Warum alte Knochen schwer zu lesen sind
Orakelknochen sind keine ordentlichen Textseiten. Sie sind abgesplittert, verbrannt und oft in Stücke gebrochen, wobei die Schrift sich um die gebogene Oberfläche windet und in verwirrenden Richtungen verläuft. Gelehrte berühren die Originale nur selten. Stattdessen arbeiten sie mit drei Arten von Stellvertretern: dunklen Tusche-Abreibungen, die von der Oberfläche des Knochens genommen werden, handgezeichneten Facsimiles, die die Striche klären, und gedruckten Transkriptionen, die zeigen, wie Expertinnen und Experten den Text lesen. Bislang behandelten die meisten digitalen Sammlungen einzelne aus Abreibungen ausgeschnittene Zeichen als isolierte Bilder. Das ist nützlich, um Computern das Erkennen von Formen beizubringen, ignoriert aber den größeren Kontext, den menschliche Expertinnen und Experten tatsächlich nutzen, um unklare oder beschädigte Zeichen zu entziffern.

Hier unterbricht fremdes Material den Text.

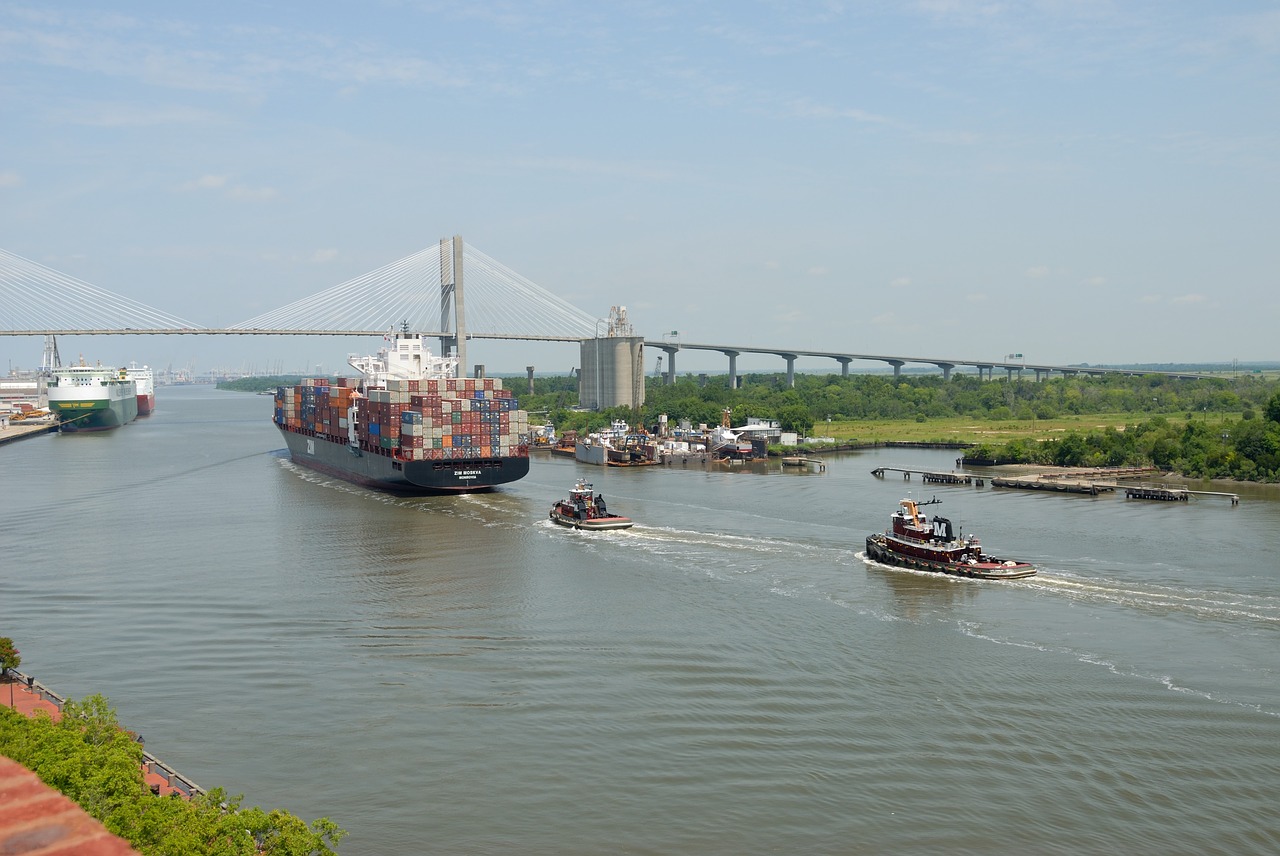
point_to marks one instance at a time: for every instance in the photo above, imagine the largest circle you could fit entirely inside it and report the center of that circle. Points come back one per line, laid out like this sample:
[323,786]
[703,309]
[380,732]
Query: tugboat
[920,544]
[584,509]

Eine reichhaltige digitale Karte jedes beschrifteten Knochens
OBIMD verändert dieses Bild, indem jedes Knochenstück als eine kleine, strukturierte Welt für sich behandelt wird. Für mehr als zehntausend Inschriften stellen die Autorinnen und Autoren eine passende Abreibung und ein Facsimile-Bild bereit und markieren dann die Lage jedes lesbaren Zeichens mit einer Begrenzungsbox. Sie verzeichnen auch Stellen, an denen ein Zeichen klar fehlt, weil der Knochen abgebrochen ist, und setzen besondere leere Boxen als Platzhalter. Diese Zeichen und Lücken werden zu Sätzen oder anderen funktionalen Einheiten gruppiert, und die Lesereihenfolge — oft verschlungen und nicht-linear — wird explizit in den Daten vermerkt. Dadurch sagt das Datenset nicht nur, welche Zeichen auf einem Knochen erscheinen, sondern auch, wie sie Textzeilen bilden, welche Sequenz sie folgen und wo Text verloren gegangen ist.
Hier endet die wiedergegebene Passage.